How Validation is Called (All Providers)

// From python/src/llm/config.rs (examples from lines 18-19, 31-32, 50, etc.)
#[staticmethod]
fn openai(api_key: String, model: Option<String>) -> PyResult<Self> {
    validate_api_key(&api_key, "OpenAI")?;  // ← Only length check, no format validation
    // ... rest of config creation
}

#[staticmethod]
fn anthropic(api_key: String, model: Option<String>) -> PyResult<Self> {
    validate_api_key(&api_key, "Anthropic")?;  // ← Only length check, no format validation
    // ... rest of config creation
}

Core Layer Has No Validation

// From core/src/llm/openai.rs (lines 23-43)
impl OpenAiProvider {
    pub fn new(api_key: String, model: String) -> GraphBitResult<Self> {
        // ← No validation of api_key format or content
        let client = Client::builder()
            .timeout(std::time::Duration::from_secs(60))
            .build()
            .map_err(|e| {
                GraphBitError::llm_provider("openai", format!("Failed to create HTTP client: {e}"))
            })?;

        Ok(Self {
            client,
            api_key,  // ← Accepted as-is, no validation
            model,
            base_url: "https://api.openai.com/v1".to_string(),
            organization: None,
        })
    }
}

Impact Assessment

Affected Areas:

  • User Experience: Invalid keys are accepted during configuration, only failing at runtime when the first API call is made.

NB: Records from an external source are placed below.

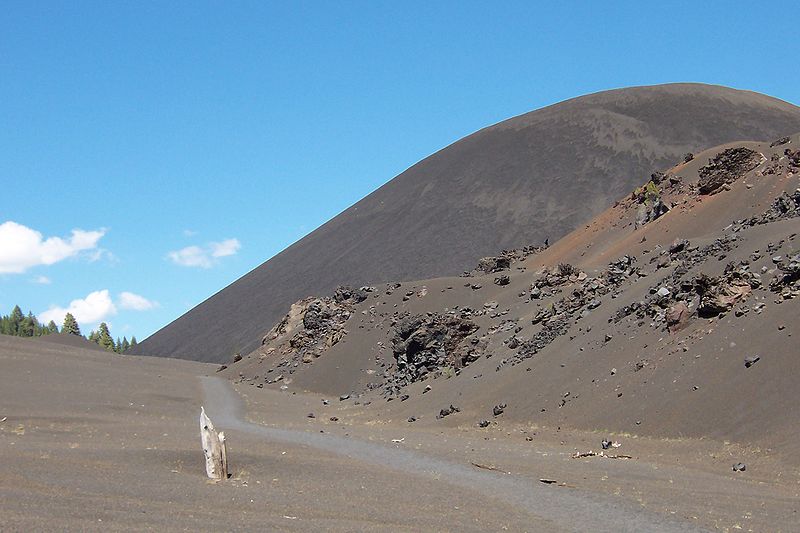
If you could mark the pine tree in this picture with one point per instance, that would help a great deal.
(104, 338)
(29, 326)
(70, 325)
(16, 319)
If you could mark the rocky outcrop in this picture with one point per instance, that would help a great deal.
(651, 206)
(427, 343)
(726, 167)
(312, 326)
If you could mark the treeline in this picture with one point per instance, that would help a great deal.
(21, 325)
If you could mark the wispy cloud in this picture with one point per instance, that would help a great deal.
(95, 308)
(225, 248)
(135, 302)
(22, 247)
(205, 256)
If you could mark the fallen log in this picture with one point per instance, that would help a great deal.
(214, 448)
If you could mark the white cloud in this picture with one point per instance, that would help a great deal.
(225, 248)
(129, 300)
(191, 256)
(204, 257)
(22, 247)
(93, 309)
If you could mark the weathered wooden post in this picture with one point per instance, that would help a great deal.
(213, 448)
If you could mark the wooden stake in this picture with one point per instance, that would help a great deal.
(214, 448)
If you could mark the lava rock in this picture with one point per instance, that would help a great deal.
(750, 360)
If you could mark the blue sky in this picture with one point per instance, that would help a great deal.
(151, 153)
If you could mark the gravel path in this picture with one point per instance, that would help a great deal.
(572, 509)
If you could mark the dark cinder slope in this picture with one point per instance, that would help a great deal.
(532, 177)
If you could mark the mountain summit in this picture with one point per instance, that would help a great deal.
(529, 178)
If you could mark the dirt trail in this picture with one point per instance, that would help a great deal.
(574, 510)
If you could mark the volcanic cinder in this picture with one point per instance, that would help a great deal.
(530, 178)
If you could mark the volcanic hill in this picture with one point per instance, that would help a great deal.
(533, 177)
(673, 314)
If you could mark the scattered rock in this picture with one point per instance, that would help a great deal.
(677, 317)
(502, 280)
(448, 411)
(726, 167)
(498, 410)
(750, 360)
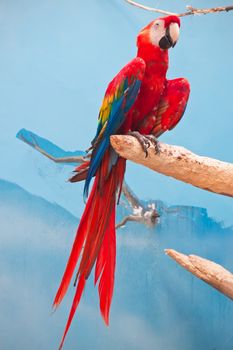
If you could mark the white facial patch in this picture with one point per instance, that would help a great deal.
(157, 32)
(174, 32)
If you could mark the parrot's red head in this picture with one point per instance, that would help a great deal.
(162, 33)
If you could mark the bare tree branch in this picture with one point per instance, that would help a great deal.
(190, 10)
(208, 271)
(206, 173)
(145, 215)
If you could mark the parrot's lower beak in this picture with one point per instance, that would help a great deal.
(166, 41)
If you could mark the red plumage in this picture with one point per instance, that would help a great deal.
(139, 98)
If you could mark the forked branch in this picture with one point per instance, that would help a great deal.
(189, 12)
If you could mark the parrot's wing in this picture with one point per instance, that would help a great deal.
(170, 109)
(49, 149)
(119, 98)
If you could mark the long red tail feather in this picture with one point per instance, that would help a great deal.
(96, 235)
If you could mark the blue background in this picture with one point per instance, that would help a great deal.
(56, 60)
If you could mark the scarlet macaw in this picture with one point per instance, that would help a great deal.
(138, 100)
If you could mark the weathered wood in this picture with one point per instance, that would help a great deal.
(175, 161)
(208, 271)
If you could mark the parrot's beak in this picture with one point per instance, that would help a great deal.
(170, 38)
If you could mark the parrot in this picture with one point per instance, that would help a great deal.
(139, 101)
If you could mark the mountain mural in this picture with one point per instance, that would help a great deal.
(156, 304)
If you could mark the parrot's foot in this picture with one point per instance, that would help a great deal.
(154, 142)
(145, 141)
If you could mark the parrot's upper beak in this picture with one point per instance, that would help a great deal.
(171, 36)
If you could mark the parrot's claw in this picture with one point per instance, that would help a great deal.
(154, 142)
(145, 141)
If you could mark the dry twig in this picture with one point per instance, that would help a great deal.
(208, 271)
(206, 173)
(190, 10)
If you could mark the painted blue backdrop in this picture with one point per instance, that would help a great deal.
(56, 60)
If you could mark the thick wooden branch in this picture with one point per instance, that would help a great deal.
(206, 173)
(208, 271)
(190, 10)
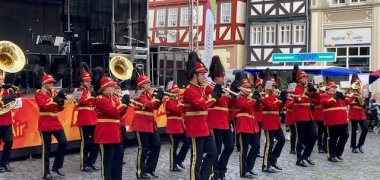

Users might not discover configuration errors until they try to use the system.
  • Error Detection: Errors occur late in the workflow execution (at first LLM call) rather than at configuration time. This delays error discovery and makes debugging harder.
  • Debugging: Users receive cryptic authentication errors from the LLM provider (e.g., "Unauthorized", "Invalid API key") instead of clear validation messages that explain what format is expected.
  • Developer Experience: Developers cannot quickly identify common mistakes like:
    • Using the wrong provider's API key (e.g., OpenAI key for Anthropic)
    • Typos in API keys
    • Incomplete or truncated keys
  • Test Coverage Gap: Integration tests expect format validation (e.g., test_invalid_api_key_error expects "invalid-format-key" to fail) but current implementation doesn't validate formats

Real-World Example:

# This currently succeeds at config time but fails at runtime
config = LlmConfig.openai("invalid-format-key", "gpt-4")  # ✅ Passes validation (length >= 20)
client = LlmClient(config)
response = client.complete("Hello")  # ❌ Fails with cryptic "Unauthorized" error

Expected Behavior:

# Should fail at config time with clear message
config = LlmConfig.openai("invalid-format-key", "gpt-4")  # ❌ Should fail: "OpenAI API keys must start with 'sk-'"

Potential Solutions

Recommendation 1: Implement Provider-Specific Format Validation

Enhance the validate_api_key() function to check format patterns for each provider:

pub(crate) fn validate_api_key(api_key: &str, provider: &str) -> PyResult<()> {
    if api_key.is_empty() {
        return Err(PyErr::new::<pyo3::exceptions::PyValueError, _>(format!(
            "{} API key cannot be empty",
            provider
        )));
    }

    let (min_length, expected_prefix, pattern_desc) = match provider.to_lowercase().as_str() {
        "openai" => (20, Some("sk-"), "OpenAI keys start with 'sk-' followed by alphanumeric characters"),
        "anthropic" => (15, Some("sk-ant-"), "Anthropic keys start with 'sk-ant-' followed by alphanumeric characters"),
        "huggingface" => (10, Some("hf_"), "HuggingFace keys start with 'hf_' followed by alphanumeric characters"),
        "azure openai" => (8, None, "Azure OpenAI keys are typically hex strings or UUIDs"),
        "ollama" => (0, None, "Ollama does not require an API key"),
        _ => (8, None, "Generic API key format"),
    };

    if api_key.len() < min_length {
        return Err(PyErr::new::<pyo3::exceptions::PyValueError, _>(format!(
            "{} API key too short (minimum {} characters). {}",
            provider, min_length, pattern_desc
        )));
    }

    if let Some(prefix) = expected_prefix {
        if !api_key.starts_with(prefix) {
            return Err(PyErr::new::<pyo3::exceptions::PyValueError, _>(format!(
                "{} API key has invalid format. {}",
                provider, pattern_desc
            )));
        }
    }

    Ok(())
}

Recommendation 2: Add Character Set Validation

Validate that API keys contain only expected characters (alphanumeric, hyphens, underscores):

  • Reject keys with spaces, special characters, or control characters
  • Catch common copy-paste errors (e.g., extra whitespace)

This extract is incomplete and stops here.